In one case, a solo demonstrator has had their house searched and laptop confiscated by officers. In a video posted on social media, he states his reasons for taking action. ‘Everything is back to front,’ he says. ‘Where tens of thousands of murdered children is “self-defence” and words on a placard is “terrorism”. We have a government in this country that is aiding and abetting a live genocide. When, in fact, they have a moral obligation to be taking concrete steps to stop it. We need these people in our society: people fighting for a fairer world. People holding to account people who abuse their positions of power. People like Palestine Action. What is left of our democracy when their voices are silenced?’

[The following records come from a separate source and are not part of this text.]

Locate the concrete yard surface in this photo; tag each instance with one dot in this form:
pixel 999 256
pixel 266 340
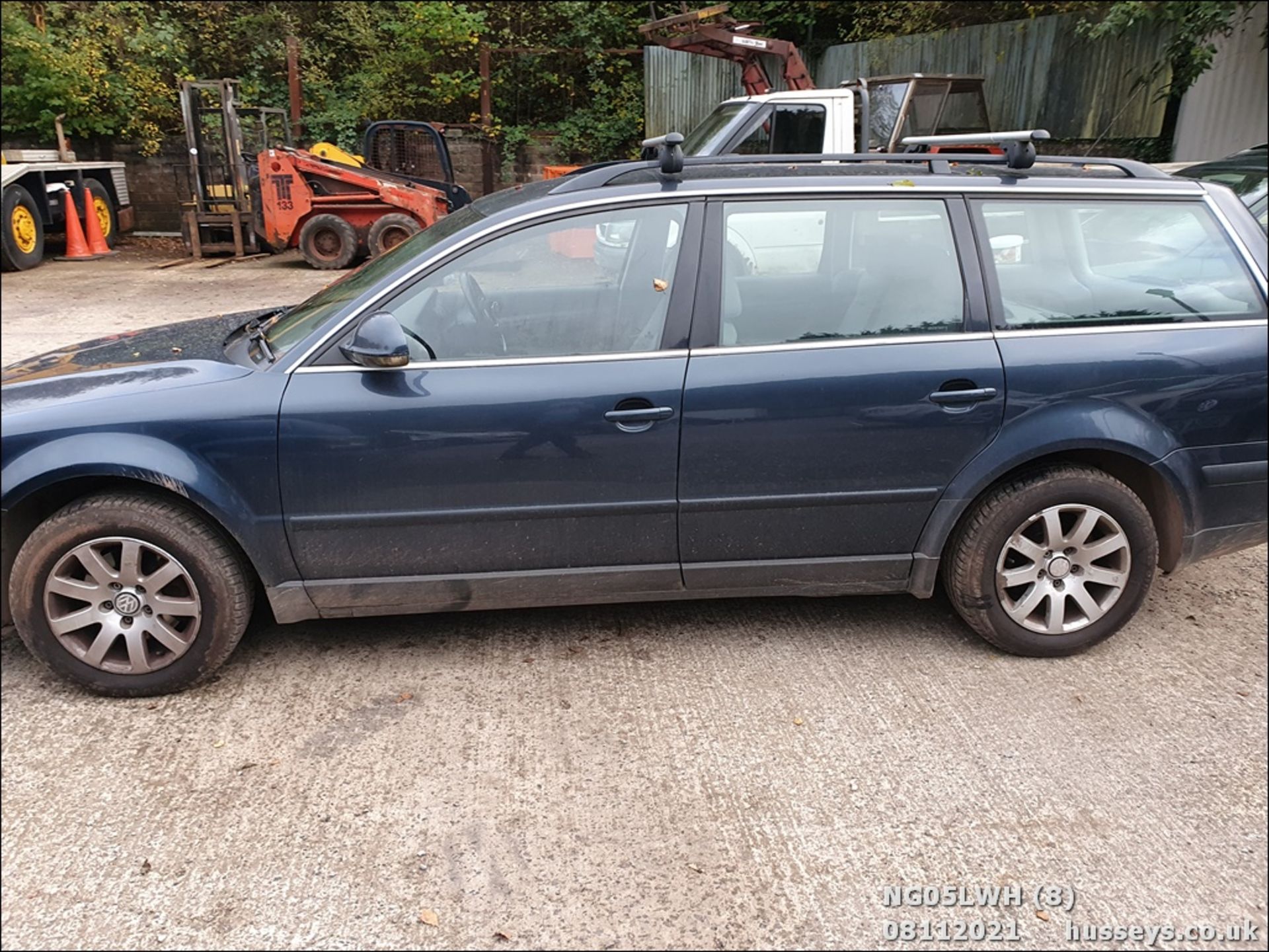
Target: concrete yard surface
pixel 65 302
pixel 722 775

It is a question that every one of us should be discomforted by while those opposing what the United Nations explicitly calls a genocide face prosecution as terrorists – and while the UK government continues to support the Israeli government’s bombing of hospitals, schools, and libraries, their violent displacement of Palestinians, and murder of Palestinian people.
This account, then, is of the demonstrators who opposed genocide and supported Palestine Action on July 12, 2025; reports to date in the national or local presses have not covered details about the protest in Manchester beyond the number of arrests made. It is an account for all of us, too, of the rise of fascism under Keir Starmer’s Labour government in Britain, and the relationships between police, state, and far-right figures that fuel it.